Emergent chiral symmetry in non-bipartite kagome and pyrochlore lattices with spin-orbit coupling

TL;DR

This paper demonstrates that non-bipartite kagome and pyrochlore lattices can exhibit chiral symmetric energy bands when strong spin-orbit coupling is present, revealing new topological properties and symmetry classifications.

Contribution

It introduces a mechanism for chiral symmetry in non-bipartite lattices via spin-orbit coupling and constructs a gauge-invariant Wilson loop as a topological marker.

Findings

Chiral symmetric bands appear in kagome and pyrochlore lattices with spin-orbit coupling.

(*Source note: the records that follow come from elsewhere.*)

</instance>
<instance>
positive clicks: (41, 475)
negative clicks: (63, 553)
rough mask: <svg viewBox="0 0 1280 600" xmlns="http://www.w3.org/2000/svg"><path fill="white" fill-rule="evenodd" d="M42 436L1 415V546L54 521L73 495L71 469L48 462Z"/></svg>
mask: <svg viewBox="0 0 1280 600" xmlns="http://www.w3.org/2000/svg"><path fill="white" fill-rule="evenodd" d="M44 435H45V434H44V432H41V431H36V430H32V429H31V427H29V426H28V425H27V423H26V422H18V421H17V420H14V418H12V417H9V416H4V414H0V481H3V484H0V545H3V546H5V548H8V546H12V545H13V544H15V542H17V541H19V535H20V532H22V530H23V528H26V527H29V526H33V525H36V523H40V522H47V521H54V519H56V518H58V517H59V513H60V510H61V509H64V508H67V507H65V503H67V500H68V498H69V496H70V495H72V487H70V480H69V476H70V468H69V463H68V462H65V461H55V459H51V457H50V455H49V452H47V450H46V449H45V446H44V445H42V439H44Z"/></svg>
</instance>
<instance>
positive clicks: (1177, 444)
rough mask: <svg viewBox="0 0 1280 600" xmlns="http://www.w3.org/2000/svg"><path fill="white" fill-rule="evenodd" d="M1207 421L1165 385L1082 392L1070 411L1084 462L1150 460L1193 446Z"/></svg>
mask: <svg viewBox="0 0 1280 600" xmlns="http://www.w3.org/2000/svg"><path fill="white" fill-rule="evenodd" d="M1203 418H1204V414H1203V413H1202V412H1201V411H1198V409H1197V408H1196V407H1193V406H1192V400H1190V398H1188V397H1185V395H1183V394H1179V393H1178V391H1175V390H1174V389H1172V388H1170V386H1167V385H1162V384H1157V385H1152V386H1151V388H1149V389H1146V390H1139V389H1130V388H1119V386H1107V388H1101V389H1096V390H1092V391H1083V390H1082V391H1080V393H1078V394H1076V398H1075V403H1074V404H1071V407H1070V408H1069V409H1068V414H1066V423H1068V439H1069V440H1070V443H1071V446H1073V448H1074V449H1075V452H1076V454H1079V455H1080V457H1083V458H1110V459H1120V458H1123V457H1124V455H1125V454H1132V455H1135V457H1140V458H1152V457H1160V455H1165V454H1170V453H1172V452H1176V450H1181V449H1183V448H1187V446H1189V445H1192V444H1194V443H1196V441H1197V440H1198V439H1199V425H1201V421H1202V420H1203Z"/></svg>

The Wilson loop operator detects chiral symmetry in these systems.

Topological symmetry classes can change with small perturbations.

Abstract

Chiral symmetry in energy bands appears as perfectly symmetric anti-bonding and bonding pairs of energy levels. It has only been observed in a few classes of models with a bipartite lattice structure or Bogoliubov-de-Gennes systems having the pairwise basis. We show that the non-bipartite kagome and pyrochlore lattices can host chiral symmetric bands when the strong spin-orbit coupling is introduced. There, the electrons hop to their neighbors by always converting the spin orientation up-side-down, which allows the up and down spin bases to form fictitious bipartite connections. The gauge invariant Wilson loop operator defined on a triangular unit serves as a marker to detect the presence of chiral symmetry, and using this property, the chiral operator is constructed. This allows us to access their topological symmetry classes that can easily change with small perturbations.